Cada vez que haces algo bueno a otra persona no sólo mejoras su vida, también mejoras tu propia valía. Mientras más sirves a otros, mejor te sentirás contigo mismo. Mejorará tu autoestima y te sentirás mejor como ser humano. Y en un nivel profundo, algo empezará a cambiar y a crecer: el respeto de ti mismo, la cantidad de amor que tienes por ti mismo.

La felicidad proviene de dedicar la vida a ayudar a otros. La mano que da es la mano que recoge y el dar origina el proceso de recibir.

Hacer actos de bondad cada día parece una estrategia muy sencilla y, sin embargo, es una de las cosas que todos olvidamos. El mejor modo como he crecido en un lugar donde puedo manifestar amor sin límites por los demás, es creciendo en un lugar donde pueda mostrar amor sin límites por mí mismo.

No puedo dar amor a otro si no siento amor verdadero por mí mismo. El amor a uno mismo es el combustible que impulsa el cambio personal y te ayuda a convertirte en una persona que ama a los demás.

Nos tomamos demasiado en serio. Estamos tan absortos en nosotros mismos que nos creemos el centro del universo. Nos engañamos creyendo que nuestros problemas son los mayores y los únicos del mundo. Caminamos por este planeta muy poco tiempo, sin embargo nos tomamos tan en serio.

Tenemos que desarrollar una mejor valoración de los dones en nuestra vida. Y si sabemos apreciar lo bueno que hay en nuestra vida, eso bueno va a crecer. Si aprecias el amanecer, se convertirá en una parte más valiosa de tu vida y le concederás más valor. Si aprecias a tus amigos, aumentará el valor de su amistad y valdrá más para ti.
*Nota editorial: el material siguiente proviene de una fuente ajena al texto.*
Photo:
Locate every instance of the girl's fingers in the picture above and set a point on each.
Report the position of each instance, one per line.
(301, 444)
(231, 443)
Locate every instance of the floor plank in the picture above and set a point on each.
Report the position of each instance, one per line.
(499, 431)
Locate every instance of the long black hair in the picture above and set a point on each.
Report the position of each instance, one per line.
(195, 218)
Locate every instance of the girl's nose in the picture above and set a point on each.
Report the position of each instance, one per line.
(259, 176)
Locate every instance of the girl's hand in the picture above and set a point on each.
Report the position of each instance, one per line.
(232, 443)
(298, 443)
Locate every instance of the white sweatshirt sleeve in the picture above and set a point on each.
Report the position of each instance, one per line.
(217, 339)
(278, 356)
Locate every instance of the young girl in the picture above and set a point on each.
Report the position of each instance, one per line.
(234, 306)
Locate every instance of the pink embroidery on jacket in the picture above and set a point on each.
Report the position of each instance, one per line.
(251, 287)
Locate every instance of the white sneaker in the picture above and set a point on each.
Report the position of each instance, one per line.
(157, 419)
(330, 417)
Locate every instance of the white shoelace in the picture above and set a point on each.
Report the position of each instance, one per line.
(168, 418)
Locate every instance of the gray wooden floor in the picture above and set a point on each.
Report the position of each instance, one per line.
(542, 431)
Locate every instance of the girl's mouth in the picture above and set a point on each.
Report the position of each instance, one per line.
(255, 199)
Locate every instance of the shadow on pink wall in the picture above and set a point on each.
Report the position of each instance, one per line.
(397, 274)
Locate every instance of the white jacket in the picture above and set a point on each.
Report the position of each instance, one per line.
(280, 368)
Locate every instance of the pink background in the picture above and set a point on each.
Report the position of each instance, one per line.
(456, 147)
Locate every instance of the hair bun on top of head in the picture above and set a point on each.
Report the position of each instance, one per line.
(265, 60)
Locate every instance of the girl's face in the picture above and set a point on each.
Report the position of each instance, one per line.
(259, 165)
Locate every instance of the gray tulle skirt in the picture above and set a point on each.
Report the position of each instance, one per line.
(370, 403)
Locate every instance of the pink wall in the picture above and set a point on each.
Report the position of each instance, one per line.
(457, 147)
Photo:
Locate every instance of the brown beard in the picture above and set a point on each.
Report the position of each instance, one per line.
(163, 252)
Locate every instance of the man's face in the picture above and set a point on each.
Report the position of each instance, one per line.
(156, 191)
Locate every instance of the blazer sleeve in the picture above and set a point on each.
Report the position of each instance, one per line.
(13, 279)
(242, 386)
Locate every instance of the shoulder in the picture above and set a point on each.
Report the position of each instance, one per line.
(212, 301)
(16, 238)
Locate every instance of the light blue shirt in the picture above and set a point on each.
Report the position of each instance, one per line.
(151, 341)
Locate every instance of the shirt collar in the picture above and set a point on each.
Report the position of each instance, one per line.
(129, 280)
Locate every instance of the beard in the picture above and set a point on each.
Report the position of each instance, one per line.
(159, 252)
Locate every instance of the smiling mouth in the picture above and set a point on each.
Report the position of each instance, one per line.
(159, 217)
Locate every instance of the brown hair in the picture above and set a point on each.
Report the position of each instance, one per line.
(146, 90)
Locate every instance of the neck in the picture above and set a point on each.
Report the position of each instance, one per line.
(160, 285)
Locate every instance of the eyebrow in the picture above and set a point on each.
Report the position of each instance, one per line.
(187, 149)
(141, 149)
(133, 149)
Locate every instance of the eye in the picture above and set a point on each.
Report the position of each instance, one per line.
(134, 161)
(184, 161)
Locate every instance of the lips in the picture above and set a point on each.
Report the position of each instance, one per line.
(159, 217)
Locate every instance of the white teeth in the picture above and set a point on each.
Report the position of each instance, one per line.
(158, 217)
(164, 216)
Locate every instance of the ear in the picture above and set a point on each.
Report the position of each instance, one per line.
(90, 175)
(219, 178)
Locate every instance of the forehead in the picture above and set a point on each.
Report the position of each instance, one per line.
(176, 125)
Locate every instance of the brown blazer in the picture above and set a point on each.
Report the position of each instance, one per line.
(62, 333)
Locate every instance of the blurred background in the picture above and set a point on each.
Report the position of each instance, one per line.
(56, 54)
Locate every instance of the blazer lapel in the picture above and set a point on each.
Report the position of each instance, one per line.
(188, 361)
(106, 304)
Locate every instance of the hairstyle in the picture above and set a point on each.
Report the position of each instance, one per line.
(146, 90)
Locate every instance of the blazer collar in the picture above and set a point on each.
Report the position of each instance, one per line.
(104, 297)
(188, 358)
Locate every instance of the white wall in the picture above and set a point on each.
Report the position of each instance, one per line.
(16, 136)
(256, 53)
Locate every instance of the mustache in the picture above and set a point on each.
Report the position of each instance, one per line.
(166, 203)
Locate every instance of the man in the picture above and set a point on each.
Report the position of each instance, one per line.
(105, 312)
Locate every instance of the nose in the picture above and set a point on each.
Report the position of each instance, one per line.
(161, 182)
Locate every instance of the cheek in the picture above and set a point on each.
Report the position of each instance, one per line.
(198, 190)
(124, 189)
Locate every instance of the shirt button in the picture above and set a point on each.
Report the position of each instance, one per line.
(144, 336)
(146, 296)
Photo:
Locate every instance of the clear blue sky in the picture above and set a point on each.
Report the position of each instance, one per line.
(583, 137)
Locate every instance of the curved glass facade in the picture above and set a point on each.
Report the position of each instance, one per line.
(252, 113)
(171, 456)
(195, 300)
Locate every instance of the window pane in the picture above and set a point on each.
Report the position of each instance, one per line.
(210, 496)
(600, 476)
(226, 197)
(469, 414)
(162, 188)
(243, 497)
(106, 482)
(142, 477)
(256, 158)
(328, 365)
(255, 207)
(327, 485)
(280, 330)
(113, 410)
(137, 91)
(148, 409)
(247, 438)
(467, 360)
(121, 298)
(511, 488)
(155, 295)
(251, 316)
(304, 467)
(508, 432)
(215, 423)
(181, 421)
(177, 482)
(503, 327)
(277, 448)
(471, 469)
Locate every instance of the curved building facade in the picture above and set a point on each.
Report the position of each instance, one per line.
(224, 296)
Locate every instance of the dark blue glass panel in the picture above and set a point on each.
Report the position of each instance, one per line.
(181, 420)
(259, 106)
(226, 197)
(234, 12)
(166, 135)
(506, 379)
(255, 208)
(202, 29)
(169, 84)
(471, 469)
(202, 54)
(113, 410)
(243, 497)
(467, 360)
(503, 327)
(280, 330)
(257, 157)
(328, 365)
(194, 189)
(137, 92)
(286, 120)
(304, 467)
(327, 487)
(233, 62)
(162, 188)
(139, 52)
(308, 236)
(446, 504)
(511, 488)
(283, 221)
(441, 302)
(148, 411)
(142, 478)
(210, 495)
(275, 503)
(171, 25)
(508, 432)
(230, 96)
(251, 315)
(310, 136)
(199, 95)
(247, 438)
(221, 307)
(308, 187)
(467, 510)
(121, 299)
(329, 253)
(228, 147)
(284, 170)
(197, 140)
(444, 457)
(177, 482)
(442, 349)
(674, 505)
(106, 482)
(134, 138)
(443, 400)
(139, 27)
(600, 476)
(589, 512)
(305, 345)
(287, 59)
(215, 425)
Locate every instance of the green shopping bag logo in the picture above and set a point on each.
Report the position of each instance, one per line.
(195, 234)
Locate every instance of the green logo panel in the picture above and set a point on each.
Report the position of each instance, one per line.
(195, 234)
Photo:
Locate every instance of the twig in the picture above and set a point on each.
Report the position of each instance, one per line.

Si aprecias tu buena salud, resultará más valiosa en tu vida y la considerarás más importante. Mientras más te concentras en lo que es bueno en tu vida, más cosas buenas pareces atraer.

Vivir en un estado constante e interminable de gratitud hará que la experiencia de vivir resulte más valiosa y digna de vivirse. Cambiará tu manera de ver el mundo, gozarás mucho más con los pequeños placeres de la vida y podrás saborear las pequeñas bendiciones que cada día trae consigo.

Debes practicar la gratitud más a menudo. Hacerlo es otra manera de abrir el corazón y amar la vida. Practicar diariamente la gratitud es lo mismo que practicar el amor todos los días.